Data Storage and Processing
The first layer? Data storage and processing layer – as you are need a place to store your data and process it before it is later transformed and sent off for analysis. It becomes especially important to have a data storage and processing layer when you start to deal with large amounts of data and are holding that data for a long period of time and need it to be readily available for analysis.
With companies moving their data platforms to the cloud, the emergence of cloud-native solutions (data warehouse vs data lake or even a data lakehouse) have taken over the market, offering more accessible and affordable options for storing data relative to many on-premises solutions.
Whether you choose to go with a data warehouse, data lake or some combination of both is entirely up to the needs of your business.
Recently, there’s been a lot of discussion around whether to go with open source or closed source solutions (the dialogue between Snowflake and Databricks’ marketing teams really brings this to light) when it comes to building your data platform.
Regardless of which side you take, you quite literally cannot build a modern data platform without investing in cloud storage and compute.
Below, we highlight some leading options in today’s cloud warehouse, lake, or [insert your own variation here] landscape:
- Snowflake – The original cloud data warehouse, Snowflake provides a flexible payment structure for data teams, as users pay separate fees for computing and storing data.
- Google BigQuery – Google’s cloud warehouse, BigQuery, provides a serverless architecture that allows for quick querying due to parallel processing, as well as separate storage and compare for scalable processing and memory.
- Amazon Redshift – Amazon Redshift, one of the most widely used options, sits on top of Amazon Web Services (AWS) and easily integrates with other data tools in the space.
- Firebolt – A SQL-based cloud data warehouse that claims its performance is up to 182 times faster than other options, as the warehouse handles data in a lighter way thanks to new techniques for compression and data parsing.

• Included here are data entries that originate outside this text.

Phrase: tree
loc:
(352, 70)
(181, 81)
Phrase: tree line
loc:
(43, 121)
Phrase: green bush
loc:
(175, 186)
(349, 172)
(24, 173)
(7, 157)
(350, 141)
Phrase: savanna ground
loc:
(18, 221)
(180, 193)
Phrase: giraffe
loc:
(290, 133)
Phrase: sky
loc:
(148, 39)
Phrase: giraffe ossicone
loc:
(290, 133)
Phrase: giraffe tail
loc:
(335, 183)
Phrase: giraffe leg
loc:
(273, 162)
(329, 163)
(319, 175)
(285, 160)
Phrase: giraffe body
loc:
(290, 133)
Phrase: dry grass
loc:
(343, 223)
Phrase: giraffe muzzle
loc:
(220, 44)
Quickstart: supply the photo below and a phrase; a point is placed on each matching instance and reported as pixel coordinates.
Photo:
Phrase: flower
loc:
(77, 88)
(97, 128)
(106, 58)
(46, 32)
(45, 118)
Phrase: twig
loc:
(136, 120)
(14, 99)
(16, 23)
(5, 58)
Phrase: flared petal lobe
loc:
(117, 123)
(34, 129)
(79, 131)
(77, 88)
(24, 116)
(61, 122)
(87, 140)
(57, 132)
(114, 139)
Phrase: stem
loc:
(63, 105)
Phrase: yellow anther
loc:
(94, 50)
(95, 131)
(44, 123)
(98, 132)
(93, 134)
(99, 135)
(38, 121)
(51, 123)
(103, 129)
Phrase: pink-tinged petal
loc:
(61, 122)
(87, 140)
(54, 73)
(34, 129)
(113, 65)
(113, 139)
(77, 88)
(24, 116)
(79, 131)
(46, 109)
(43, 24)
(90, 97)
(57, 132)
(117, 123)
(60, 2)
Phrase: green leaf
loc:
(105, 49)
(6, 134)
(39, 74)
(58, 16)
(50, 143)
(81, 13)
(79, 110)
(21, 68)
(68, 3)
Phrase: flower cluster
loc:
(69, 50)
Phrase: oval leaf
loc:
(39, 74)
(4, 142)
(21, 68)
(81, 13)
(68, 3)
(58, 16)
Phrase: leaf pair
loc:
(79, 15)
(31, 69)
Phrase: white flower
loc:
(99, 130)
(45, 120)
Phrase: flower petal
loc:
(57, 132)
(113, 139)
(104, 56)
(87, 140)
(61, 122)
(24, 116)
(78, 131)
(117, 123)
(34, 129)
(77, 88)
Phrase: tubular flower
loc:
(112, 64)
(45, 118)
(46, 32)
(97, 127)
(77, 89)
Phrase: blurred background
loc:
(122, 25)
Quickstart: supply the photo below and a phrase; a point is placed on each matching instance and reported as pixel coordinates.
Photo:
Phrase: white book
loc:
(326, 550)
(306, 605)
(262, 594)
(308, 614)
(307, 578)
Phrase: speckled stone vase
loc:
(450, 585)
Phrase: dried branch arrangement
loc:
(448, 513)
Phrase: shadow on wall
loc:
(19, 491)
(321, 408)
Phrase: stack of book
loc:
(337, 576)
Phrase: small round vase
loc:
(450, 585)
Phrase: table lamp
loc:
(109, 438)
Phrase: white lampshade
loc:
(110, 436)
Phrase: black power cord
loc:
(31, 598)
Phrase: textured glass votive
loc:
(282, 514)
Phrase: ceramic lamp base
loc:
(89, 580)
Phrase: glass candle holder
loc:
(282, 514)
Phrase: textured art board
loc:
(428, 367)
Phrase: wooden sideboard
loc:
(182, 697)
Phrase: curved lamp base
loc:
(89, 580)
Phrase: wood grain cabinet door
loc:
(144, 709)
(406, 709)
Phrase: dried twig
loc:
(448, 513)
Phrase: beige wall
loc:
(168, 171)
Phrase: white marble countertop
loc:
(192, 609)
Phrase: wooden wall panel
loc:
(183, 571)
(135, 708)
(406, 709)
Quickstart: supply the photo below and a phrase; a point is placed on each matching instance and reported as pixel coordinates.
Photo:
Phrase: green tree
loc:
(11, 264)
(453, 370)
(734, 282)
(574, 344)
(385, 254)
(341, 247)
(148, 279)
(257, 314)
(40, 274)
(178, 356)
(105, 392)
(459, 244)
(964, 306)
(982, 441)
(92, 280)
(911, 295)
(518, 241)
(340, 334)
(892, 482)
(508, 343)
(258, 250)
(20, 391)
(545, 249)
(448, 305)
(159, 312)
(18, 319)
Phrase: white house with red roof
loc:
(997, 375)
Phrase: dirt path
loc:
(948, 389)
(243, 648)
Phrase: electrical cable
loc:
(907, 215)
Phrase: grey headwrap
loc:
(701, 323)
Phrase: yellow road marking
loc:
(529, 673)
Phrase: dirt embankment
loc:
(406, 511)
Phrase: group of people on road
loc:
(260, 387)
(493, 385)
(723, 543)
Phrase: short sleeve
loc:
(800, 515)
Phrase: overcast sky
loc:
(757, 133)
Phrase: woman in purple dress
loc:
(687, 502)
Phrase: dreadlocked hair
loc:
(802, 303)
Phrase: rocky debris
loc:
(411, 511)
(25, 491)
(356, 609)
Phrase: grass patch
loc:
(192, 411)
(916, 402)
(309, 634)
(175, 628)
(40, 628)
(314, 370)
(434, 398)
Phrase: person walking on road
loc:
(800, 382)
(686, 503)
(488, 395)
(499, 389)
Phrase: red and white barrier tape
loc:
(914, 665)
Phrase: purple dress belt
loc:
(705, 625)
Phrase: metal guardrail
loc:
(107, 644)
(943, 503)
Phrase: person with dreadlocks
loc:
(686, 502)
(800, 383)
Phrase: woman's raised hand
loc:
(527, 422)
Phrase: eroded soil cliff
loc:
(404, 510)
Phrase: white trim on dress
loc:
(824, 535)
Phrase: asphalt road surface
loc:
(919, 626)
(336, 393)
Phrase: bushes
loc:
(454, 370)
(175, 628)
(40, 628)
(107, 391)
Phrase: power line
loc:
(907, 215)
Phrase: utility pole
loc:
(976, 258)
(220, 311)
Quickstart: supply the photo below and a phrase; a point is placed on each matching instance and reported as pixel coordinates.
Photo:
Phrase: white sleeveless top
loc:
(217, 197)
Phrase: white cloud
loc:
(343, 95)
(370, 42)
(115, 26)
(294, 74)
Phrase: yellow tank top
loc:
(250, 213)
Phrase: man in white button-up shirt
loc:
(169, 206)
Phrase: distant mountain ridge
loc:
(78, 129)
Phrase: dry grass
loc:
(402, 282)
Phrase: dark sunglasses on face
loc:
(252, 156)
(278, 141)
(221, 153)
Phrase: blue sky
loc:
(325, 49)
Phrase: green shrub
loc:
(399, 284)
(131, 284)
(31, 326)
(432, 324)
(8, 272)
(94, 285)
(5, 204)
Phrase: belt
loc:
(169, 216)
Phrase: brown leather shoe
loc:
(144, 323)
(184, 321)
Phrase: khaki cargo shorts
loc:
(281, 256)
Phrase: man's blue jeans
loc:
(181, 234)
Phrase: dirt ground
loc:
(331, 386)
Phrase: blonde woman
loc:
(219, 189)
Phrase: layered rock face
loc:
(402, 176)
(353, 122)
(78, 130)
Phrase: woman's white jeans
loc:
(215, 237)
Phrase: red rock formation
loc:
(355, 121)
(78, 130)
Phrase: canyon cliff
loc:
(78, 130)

- Microsoft Azure – Microsoft’s cloud computing entrant in this list common among teams that leverage heavy Windows integrations.
- Amazon S3 – An object storage service for structured and unstructured data, S3 gives you the compute resources to build a data lake from scratch.
- Databricks – Databricks, the Apache Spark-as-a-service platform, has pioneered the data lakehouse, giving users the options to leverage both structured and unstructured data and offers the low-cost storage features of a data lake.
- Dremio – Dremio’s data lake engine provides analysts, data scientists, and data engineers with an integrated, self-service interface for data lakes.
As is the case for nearly any modern data platform, there will be a need to ingest data from one system to another.
As data infrastructures become increasingly complex, data teams are left with the challenging task of ingesting structured and unstructured data from a wide variety of sources. This is often referred to as the extraction and loading stage of Extract Transform Load (ETL) and Extract Load Transform (ELT).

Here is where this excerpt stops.